Park protection a concern

WESTFIELD – Today’s dedication of the Great River Bridge project and the impending completion of the Park Square renovation have some city officials focusing attention on what can be done to protect the investment made to the parks associated with the two projects.
Police Sgt. Steve Dickinson, the commander of the department’s community policing unit, said that he is concerned, particularly about damage to the new granite and concrete which can be caused by skateboarders at the new Half Mill Falls Park on the north side of the Westfield River in the shadow of the new bridge project; the park across from it on the other side of the river; and the one at Park Square.
He said that currently police respond frequently to complaints from banks and other businesses about youths who ride skateboards outside their business and cause damage to their steps and approaches. Dickinson pointed out that, while the damage each skateboarder makes may be minuscule, the cumulative effect of the chips and scratches is significant to structures that will be in place for decades.
“We don’t want people ruining our $30 million or whatever project” he said.
Jim Blascak said that the Parks and Recreation Department does not currently have rules restricting use of skateboards in city parks but said the subject is on the agenda for the meeting of the Parks and Recreation Commission in July.

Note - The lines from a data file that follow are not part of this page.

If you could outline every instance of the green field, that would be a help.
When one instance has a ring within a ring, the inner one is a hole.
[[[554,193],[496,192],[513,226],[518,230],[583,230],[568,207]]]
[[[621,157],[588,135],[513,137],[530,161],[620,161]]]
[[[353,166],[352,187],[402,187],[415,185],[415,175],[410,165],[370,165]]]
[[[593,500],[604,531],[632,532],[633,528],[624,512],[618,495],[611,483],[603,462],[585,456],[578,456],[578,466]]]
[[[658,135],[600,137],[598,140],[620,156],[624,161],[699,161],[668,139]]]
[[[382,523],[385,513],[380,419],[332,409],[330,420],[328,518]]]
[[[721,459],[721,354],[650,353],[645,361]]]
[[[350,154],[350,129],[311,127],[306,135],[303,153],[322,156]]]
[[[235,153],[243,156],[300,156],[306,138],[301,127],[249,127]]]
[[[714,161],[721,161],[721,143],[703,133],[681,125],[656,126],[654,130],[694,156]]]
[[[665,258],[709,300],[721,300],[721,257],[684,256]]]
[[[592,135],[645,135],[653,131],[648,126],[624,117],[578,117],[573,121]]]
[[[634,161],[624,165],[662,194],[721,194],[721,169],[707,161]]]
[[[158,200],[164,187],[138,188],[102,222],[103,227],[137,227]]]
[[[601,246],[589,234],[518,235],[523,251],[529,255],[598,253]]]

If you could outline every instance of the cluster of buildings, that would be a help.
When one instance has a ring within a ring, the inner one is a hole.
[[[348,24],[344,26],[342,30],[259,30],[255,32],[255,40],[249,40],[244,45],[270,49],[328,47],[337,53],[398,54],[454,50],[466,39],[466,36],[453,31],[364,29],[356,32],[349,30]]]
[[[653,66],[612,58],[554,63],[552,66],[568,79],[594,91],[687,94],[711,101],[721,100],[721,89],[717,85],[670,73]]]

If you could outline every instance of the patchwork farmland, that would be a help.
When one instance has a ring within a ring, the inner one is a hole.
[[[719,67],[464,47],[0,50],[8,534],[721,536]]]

In the meantime, Dickinson said that he is urging his fellow officers to enforce a city ordinance, Chapter 16, Article III, Section 16-135, which bars “any instrument intended to convey or transport persons or things” from city sidewalks.
It is his interpretation that, since a park is adjacent to a roadway, a walkway in a park is a sidewalk. He recommends that persons found riding skateboards or razor scooters in the park be cited and their skateboards be seized as evidence.
He said that ultimately “it’s up to a judge” to determine if the ordinance applies inside a park and if a skateboard is intended to “transport persons or things.”
Kenneth Magarian, the chairman of the Parks and Recreation Commission, said “all this is new” and the commission will deal with any problems that arise.
“Let’s see how things go and, if we need to create some rules or regulations, that’s what we’ll do” he said.
And Dickinson will have technological help enforcing the ordinance in the form of video surveillance of the parks.
In one case this year police were able to watch a video display in the station to see a construction worker at the bridge sell a package of marijuana to a local youth and police have already responded several times after youths have been seen on the live video feed from the parks.
Officer Kerry Paton was sent to Half Mile Falls Park Thursday afternoon after a police dispatcher saw a skateboarder at the park.
Paton reports that, after he spoke with a youth with a skateboard and sent him on his way, he was approached by a construction worker who showed him a ten foot section of railing which had been damaged, apparently by skateboard use.
On an earlier occasion, fountains at the park were seen to be overflowing with soap bubbles shortly after youths were advised to leave the park. In another incident, police found that the spray heads on a fountain had been tampered with so the fountain’s spray landed outside the boundary of the fountain.
Unlike many of the city’s parks and playgrounds which close at dusk, the new parks will be open until 10:30 because they are illuminated.
A city ordinance mandates that parks that are not illuminated at night are closed at dusk, but the new parks are lighted at night and are thus open to the public until 10:30 p.m.
The ordinance also allows parks at which there is an event sanctioned by the parks department to remain open until a half hour after the event ends.
That will probably not apply to Half Mile Falls Park, Blascak said.
“I can’t imagine it’s going to be a place where they’re going to be holding concerts or events like that” he said and said that the same is true at the park across the river.
At Park Square, he said, there may be events after dark – but not this year.
“It wouldn’t be this summer, the grass isn’t ready” he said. “If BID (Business Improvement District) or WOW ( Westfield on Weekends) is going to be having any concerts I think the Church Street Commons will be used for that” Blascak said.